这里没有男人们的剑拔弩张,却有着更加细腻、更加阴柔的博弈。
一群珠光宝气的贵妇人正围坐在圆桌旁。赵雪坐在中间,虽然只穿着一身素雅的褙子,但她那从容不迫的气度,还有那种皇宫里带出来的规矩,让她就像是一只混入野鸡群的白鹤。
“赵尚服,”一位满头金钗、手指头上戴了五个戒指的胖夫人拉着赵雪的手,亲热得不行,“早就听说京城流行那个什么……对,雪齿膏!说是宫里娘娘们用了,嘴里能吐出花香来,还能让牙变白。你看我这牙,常年吃槟榔,黑得跟炭似的,我家老爷都不爱亲近了,最近老往小妾房里跑。你能不能……看在咱们投缘的份上,走个后门,匀给我两罐?”
赵雪微笑着从随身的小包袱里拿出两个精巧的锦盒。那盒子上刻着“陈氏御制”的金字。
“夫人这话说得,什么后门不后门的。这都是缘分。”赵雪声音温柔,“这是我们家大人特意给各位夫人准备的‘见面礼’。这不仅是普通的牙膏,还是特制的‘美白版’,加了从南海采来的极品珍珠粉和柠檬精油。专门对付这种烟熏火燎、槟榔渍的黑牙。”
夫人们一见那精美的盒子,闻到那股清幽的香气,眼睛都直了,纷纷伸手来抢。
“给我!给我!我出双倍价钱!”
赵雪却手腕一翻,没有直接给,而是眼神在她们脸上扫了一圈,装作关心地问道:“这东西自然是给各位夫人的。不过……刚才听几位夫人聊天,说是最近总是精神不济,晚上睡不好,只有喝那什么……‘神仙水’才能安稳?”

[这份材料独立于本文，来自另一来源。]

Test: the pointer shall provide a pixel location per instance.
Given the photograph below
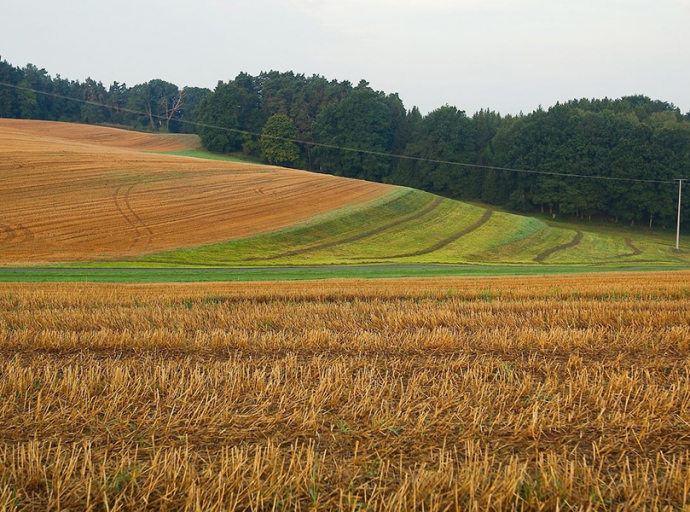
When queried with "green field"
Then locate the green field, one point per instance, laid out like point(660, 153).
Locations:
point(408, 227)
point(185, 275)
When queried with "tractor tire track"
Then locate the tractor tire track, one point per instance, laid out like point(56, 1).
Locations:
point(446, 241)
point(579, 235)
point(149, 232)
point(121, 211)
point(15, 233)
point(354, 238)
point(7, 233)
point(635, 250)
point(124, 208)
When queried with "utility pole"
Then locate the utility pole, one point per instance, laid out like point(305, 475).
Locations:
point(680, 190)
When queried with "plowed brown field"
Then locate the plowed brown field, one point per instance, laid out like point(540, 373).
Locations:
point(73, 192)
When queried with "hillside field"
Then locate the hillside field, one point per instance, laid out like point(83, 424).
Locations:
point(85, 196)
point(522, 393)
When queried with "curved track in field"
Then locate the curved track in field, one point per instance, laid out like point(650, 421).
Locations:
point(635, 250)
point(446, 241)
point(82, 193)
point(360, 236)
point(579, 235)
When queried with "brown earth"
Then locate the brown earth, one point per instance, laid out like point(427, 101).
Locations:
point(539, 393)
point(74, 192)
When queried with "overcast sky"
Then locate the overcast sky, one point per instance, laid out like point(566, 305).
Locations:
point(508, 55)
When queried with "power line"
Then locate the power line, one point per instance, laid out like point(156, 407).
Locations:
point(341, 148)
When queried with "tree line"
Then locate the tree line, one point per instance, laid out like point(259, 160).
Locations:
point(631, 137)
point(163, 105)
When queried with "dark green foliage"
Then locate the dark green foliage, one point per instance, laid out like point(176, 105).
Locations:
point(275, 149)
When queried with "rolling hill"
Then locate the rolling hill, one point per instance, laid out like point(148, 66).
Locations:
point(76, 193)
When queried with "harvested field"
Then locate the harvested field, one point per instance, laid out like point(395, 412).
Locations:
point(549, 393)
point(101, 136)
point(78, 193)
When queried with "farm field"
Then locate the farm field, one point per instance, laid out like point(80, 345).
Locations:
point(81, 193)
point(523, 393)
point(88, 196)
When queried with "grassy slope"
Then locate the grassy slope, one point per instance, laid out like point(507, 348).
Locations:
point(413, 227)
point(410, 226)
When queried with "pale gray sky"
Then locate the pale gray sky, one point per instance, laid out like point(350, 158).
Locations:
point(509, 55)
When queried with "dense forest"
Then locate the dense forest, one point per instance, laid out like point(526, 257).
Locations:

那个胖夫人叹了口气,也不避讳,甚至还有点炫耀:“可不是嘛!那是最近扬州城里‘回春堂’出的新方子,据说是从蓬莱仙岛求来的。那水,装在水晶瓶里,无色无味,但喝下去浑身舒坦,飘飘欲仙,连皮肤都觉得紧致了,皱纹都平了。就是……就是喝多了有点离不开,一天不喝就浑身蚂蚁爬似的难受,心里空落落的。”

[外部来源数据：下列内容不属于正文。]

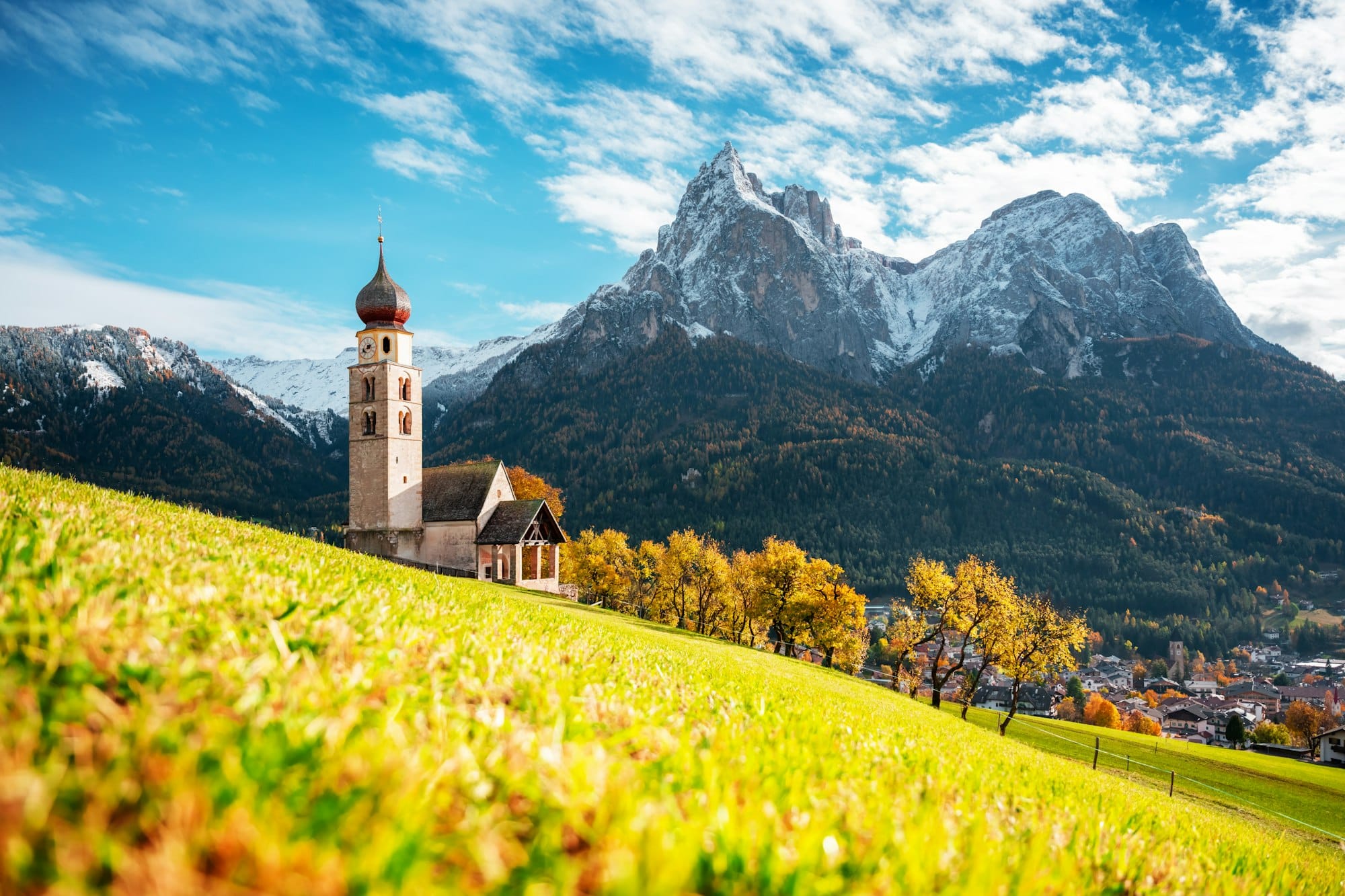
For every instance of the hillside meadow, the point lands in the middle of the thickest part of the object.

“是啊是啊,”旁边一位瘦削、颧骨高耸的夫人接话,她的脸色透着一种不健康的青灰,眼下全是黑圈,“而且那水贵得很,一小瓶就要十两银子!我都花了快上千两了,但这瘾头……好像越来越大。但我离不开它,没了它我觉得自己老了十岁。”
赵雪心里咯噔一下。
飘飘欲仙?浑身蚂蚁爬?离不开?
这症状……跟当初李广中蛊发作时的前兆,或者是古书中记载的服食了“阿芙蓉”,也就是鸦片的成瘾反应何其相似!
“这神仙水……不知是什么样子的?本官倒是好奇。”赵雪不动声色地问,手里紧紧捏着帕子。
“就在这儿呢。”瘦夫人从袖子里摸出一个小小的、极其精致的琉璃瓶,里面装着半瓶透明液体。她宝贝似的晃了晃,“我随身带着,一会儿不喝就心慌。”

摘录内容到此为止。